Latest update December 1st, 2024 4:00 AM
Dec 14, 2012 Editorial
Earlier this week, in our editorial “The Southern Connection”, we elaborated on the opportunities for development available to us if we were to satisfy the Brazilian need for a northern outlet to the Atlantic. But even if closer linkages were not being pushed by Brazil, there would still be large avenues through which we would be benefitted by our contiguity to the world power of our south.
Right up there is the Brazilian need to be able to communicate in English, the de-facto ‘universal’ language for communication in the globalised world. In Japan, for instance, every high school teaches English. Brazil has not followed suit, so a host of private schools have sprung up to cater to this urge to learn English. Many of the wealthier Brazilians send their children to the US to learn English. We can provide them with a total English immersion also right here in Guyana, providing thousands of jobs in teaching, and in servicing the housing and lodging that would be needed. But first we will have to work on our ‘own” language skills.

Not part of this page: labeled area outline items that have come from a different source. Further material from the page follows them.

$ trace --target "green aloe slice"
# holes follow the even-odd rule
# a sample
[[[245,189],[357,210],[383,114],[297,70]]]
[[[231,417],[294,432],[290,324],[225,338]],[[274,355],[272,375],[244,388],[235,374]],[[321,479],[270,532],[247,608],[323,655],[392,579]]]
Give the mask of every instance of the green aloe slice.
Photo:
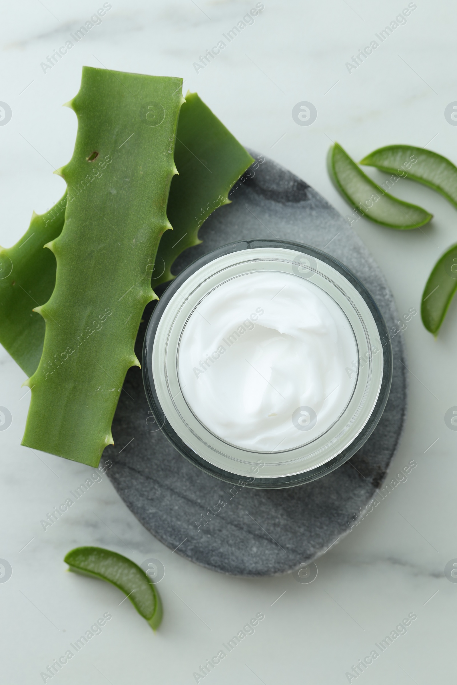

We have been very fortunate that after all the humiliations and tribulations of our colonial past, we have been left with English as our official language. Unfortunately for many of us, Standard English is almost a second language, since we generally communicate with each other through our “Creole” language. Our passes (or lack thereof) at the CSEC in English Language reflect our lack of facility in this key resource, which could give us such a head-start over so many others in the world. Our educational system has recognised this major shortcoming and several policy measures have been already been put into place to improve our English performance.
However, there is another area where the Education mandarins have been continuing to go with the old flow and in the process are leaving us in the backwaters of the evolving global synergy. And this is in the area of “foreign” languages. We agree that not because English has become so dominant we must ignore other languages. Spanish was introduced after independence as a second language into our secondary schools.
This was a positive step since it recognised the geographical reality that so many of our neighbours speak Spanish. The global world begins at our doorstep and while it may be theoretically possible to trade with any country in the world, one would expect that our neighbours should be our starting point.
However in Queen’s College, Bishops’ and the other elite high schools in our capital, in addition to Spanish, French has continued to be a compulsory foreign language. And this, we believe, should be changed.
After all, there was a time when those same elite schools insisted that to be “educated” one had to grasp the essentials of Latin, but we have dropped that dead language without skipping a beat. The burdens of learning Latin had come to outweigh the benefits in the new world order. And so we believe for French at this time. We suggest that just as we introduced Spanish because it facilitated communication with so many of our neighbours, we ought to jettison French and introduce Portuguese.
Knowledge of Portuguese, combined with a greater facility in English, would enable us to service the English Language schools for the Brazilian students. It will, also, immediately open up the vista of vast call centres that could service the products of the Brazilian multinationals.
The fibre optic cable, which has already landed from Brazil, will make the physical infrastructural demands quite easy to meet.
Then again, if we are to take full advantage of the increased land and air transportation integration project in motion, we must have a core of translators proficient in Portuguese to deal with the paperwork and other bureaucratic demands of foreign trade.
Our administration and every political party in the country agree on exploiting the advantages offered by Brazil. So why don’t we try to make that developmental option an exercisable option by having our young people learn to communicate in Portuguese?